Lancer en revers

En lancer classique, il est rare qu’on se pose la question, mais il arrive parfois qu’un pêcheur lançant avec la main gauche ait un avantage. La raison est souvent liée à des obstacles sur la droite et le simple déplacement de la trajectoire de la soie d’un mètre, d’une épaule à l’autre, suffit à aider.

En spey, il suffit que le vent pousse la soie vers le lanceur pour que cela devienne un problème. En effet, si votre D Loop est repoussée vers vous par le vent, d’une part, elle sera déformée et le lancer sera plus difficile et, d’autre part, il y a toutes les chances qu’elle s’emmêle autour de votre canne et, éventuellement, autour de vous.

Il faut bien différencier ce phénomène du vent qui pousse la soie aérialisée sous la forme de la D Loop  et le courant qui pousse l’ancrage. Je lis régulièrement des espèces de préceptes liant vent et courant et simple ou double spey (je ne les répète pas tant je les trouve idiots). Donc j’en profite, en admettant que vous soyez droitier, si le courant va vers la droite, le spey simple est plus facile, si le courant est vers la gauche, c’est le double. J’y reviendrai.

Pour le problème du vent, c’est très simple et il n’y a rien à apprendre par cœur tant c’est évident : la D Loop  doit être sous le vent. En d’autres termes, le vent doit toujours pousser la soie loin de vous.

Donc le vent pousse la D Loop  vers vous, ce qui est gage d’insuccès. La seule solution, et, par la même occasion, un des aspects élégants du spey, la placer de l’autre côté, sous le vent. Qui dit ancrage à gauche, dit lancer au-dessus de l’épaule gauche. Maintenant, le vent pousse la D Loop  vers l’extérieur et il n’y a plus de problème. Plus de problème ? C’est vite dit, à droite vous aviez le pouce dans l’axe de poussée pour le flick, mais lorsque votre main droite se trouve à gauche, elle n’est plus du tout dans le même axe.

Avec une canne à deux mains, le problème ne se pose pas de la même façon. Que ce soit à droite ou à gauche, c’est la main inférieure qui finalise la poussée, la main supérieure, comme je l’ai déjà dit, servant à guider et à la poussée horizontale. Cela demande un peu de pratique, mais c’est beaucoup plus facile à attraper que le flick en revers.

Toujours pareil, ne vous découragez pas et revenez à la base ! Raccourcissez votre soie à la longueur idéale, relevez lentement et verticalement votre canne. De plus, alternez une fois à droite et une fois à gauche pour pouvoir calquer votre mouvement. Il existe une sorte de rémanence musculaire qui va vous aider.

Vous pouvez aussi vous essayer à changer de main, mais c’est une autre paire de manches…

Lorsque vous pratiquez le spey avec une canne à deux mains, il y a bien sûr une main en haut, et l’autre en bas. Habituellement, les droitiers mettent leur main droite en haut et la gauche en dessous. Il est alors possible de changer cette position pour que le lancer Switch revers au-dessus de l’épaule gauche devienne un lancer droit. Là non plus ce n’est pas de la tarte, mais avec de l’entraînement on y arrive.

 

À propos d’entraînement, il est impossible de trouver un mouvement, aussi différent de ce dont vous avez l’habitude, sans le pratiquer. Je conseille donc de pratiquer ! Si vous avez la chance d’avoir un plan d’eau facile d’accès, allez faire quelques séances d’une heure ou deux uniquement consacrées à la technique. Ensuite, l’idéal, c’est de se réserver un moment dans les journées de pêche, quand le poisson se fait rare, et d’en profiter pour peaufiner votre lancer. Bien sûr si vous avez l’intention ou la possibilité de pêcher dans une rivière bucolique et ombragée, vous aurez tout le loisir de profiter de cette technique et de l’approfondir plus vite.
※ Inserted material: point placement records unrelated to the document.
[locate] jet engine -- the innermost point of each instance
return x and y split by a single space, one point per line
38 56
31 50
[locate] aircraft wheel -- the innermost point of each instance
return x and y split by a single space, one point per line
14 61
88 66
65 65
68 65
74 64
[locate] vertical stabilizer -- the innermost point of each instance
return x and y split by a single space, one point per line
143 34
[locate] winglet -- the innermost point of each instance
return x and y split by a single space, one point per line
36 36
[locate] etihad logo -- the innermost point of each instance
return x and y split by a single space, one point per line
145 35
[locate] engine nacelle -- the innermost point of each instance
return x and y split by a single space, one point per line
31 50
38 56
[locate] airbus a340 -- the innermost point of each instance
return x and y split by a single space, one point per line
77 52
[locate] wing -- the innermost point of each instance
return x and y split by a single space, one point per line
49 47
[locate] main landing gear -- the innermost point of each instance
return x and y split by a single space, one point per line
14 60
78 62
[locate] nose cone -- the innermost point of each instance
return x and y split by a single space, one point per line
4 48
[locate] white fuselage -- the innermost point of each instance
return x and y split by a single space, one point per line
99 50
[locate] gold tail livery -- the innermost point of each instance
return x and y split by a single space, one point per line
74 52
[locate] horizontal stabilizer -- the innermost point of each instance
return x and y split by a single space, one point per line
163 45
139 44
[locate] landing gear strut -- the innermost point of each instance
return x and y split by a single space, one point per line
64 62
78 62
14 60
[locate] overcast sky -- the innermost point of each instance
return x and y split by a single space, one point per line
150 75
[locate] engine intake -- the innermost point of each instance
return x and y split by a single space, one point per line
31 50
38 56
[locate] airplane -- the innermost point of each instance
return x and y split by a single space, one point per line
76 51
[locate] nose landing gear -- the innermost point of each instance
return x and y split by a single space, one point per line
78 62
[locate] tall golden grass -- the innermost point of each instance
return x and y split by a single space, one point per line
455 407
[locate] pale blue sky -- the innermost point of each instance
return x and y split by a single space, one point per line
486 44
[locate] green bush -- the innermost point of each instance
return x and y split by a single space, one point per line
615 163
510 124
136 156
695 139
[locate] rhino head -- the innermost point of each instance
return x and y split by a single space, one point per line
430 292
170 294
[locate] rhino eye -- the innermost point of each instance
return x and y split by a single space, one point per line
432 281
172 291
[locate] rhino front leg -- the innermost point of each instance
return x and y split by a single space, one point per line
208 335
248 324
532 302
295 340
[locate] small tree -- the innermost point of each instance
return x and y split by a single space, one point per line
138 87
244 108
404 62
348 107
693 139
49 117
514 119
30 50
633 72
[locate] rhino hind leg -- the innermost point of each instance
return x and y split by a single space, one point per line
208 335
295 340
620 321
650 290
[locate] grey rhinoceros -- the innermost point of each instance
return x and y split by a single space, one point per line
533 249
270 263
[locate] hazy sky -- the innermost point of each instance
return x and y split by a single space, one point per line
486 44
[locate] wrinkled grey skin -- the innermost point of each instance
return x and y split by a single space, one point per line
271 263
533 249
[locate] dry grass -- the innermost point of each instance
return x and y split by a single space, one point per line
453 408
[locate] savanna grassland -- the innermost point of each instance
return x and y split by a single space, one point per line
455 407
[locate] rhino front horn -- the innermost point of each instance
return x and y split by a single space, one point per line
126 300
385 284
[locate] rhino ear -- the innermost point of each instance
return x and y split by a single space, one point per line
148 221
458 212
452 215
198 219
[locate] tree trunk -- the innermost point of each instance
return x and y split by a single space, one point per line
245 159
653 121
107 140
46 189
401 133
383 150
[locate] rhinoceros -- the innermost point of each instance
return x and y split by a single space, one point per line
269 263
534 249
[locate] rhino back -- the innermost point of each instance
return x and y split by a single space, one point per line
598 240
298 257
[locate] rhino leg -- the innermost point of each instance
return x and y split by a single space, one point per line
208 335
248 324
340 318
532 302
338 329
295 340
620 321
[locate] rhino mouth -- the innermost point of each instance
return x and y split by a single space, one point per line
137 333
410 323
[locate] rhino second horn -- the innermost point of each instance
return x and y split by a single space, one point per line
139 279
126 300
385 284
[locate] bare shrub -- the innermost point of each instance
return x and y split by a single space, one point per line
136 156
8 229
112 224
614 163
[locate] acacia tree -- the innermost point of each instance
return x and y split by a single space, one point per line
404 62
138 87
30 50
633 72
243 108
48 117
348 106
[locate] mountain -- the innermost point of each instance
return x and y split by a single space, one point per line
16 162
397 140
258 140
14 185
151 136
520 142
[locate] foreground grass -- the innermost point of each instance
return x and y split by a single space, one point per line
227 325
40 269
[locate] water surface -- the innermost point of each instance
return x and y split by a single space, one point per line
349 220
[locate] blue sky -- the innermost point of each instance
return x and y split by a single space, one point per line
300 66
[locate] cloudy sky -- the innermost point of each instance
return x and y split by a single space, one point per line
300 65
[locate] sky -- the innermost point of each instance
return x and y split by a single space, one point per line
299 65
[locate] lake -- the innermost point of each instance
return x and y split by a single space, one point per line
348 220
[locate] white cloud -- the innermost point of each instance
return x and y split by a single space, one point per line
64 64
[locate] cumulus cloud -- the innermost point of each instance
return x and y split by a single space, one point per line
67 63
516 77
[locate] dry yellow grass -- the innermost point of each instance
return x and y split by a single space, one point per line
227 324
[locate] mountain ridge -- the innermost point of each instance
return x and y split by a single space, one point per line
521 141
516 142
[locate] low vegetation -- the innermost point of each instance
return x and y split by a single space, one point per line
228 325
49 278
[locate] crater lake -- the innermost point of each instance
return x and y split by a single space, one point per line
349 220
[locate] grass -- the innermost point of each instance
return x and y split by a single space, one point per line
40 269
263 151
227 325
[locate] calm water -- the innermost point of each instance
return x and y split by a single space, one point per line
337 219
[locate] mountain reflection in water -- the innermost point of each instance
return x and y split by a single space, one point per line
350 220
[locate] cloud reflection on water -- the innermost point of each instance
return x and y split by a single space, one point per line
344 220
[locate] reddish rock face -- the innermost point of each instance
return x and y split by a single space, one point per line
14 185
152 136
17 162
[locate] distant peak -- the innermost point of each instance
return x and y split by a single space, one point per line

Permettez-moi de douter que vous puissiez passer plus de quelques heures à travailler uniquement le spey à une main. Étant donné que tous les lancers finissent toujours par le Switch cast, il n’y aura aucun repos pour votre poignet et à moins que vous ayez renforcé les muscles avec des exercices de musculation, il n’y a aucune chance qu’ils ne résistent au traitement. Par contre, une fois la fluidité acquise le mouvement est même moins fatiguant que le lancer classique.

Dans le cas de spey à deux mains, il n’y a pas cette répétition d’un mouvement particulier exerçant toute la pression sur une seule articulation, bien au contraire. Si vous vous mettez au spey à deux mains vous allez pouvoir pratiquer jusqu’à atteindre le point de saturation mentale et physique.

 

Je reviendrai pour chaque lancer sur le sujet de la version en revers.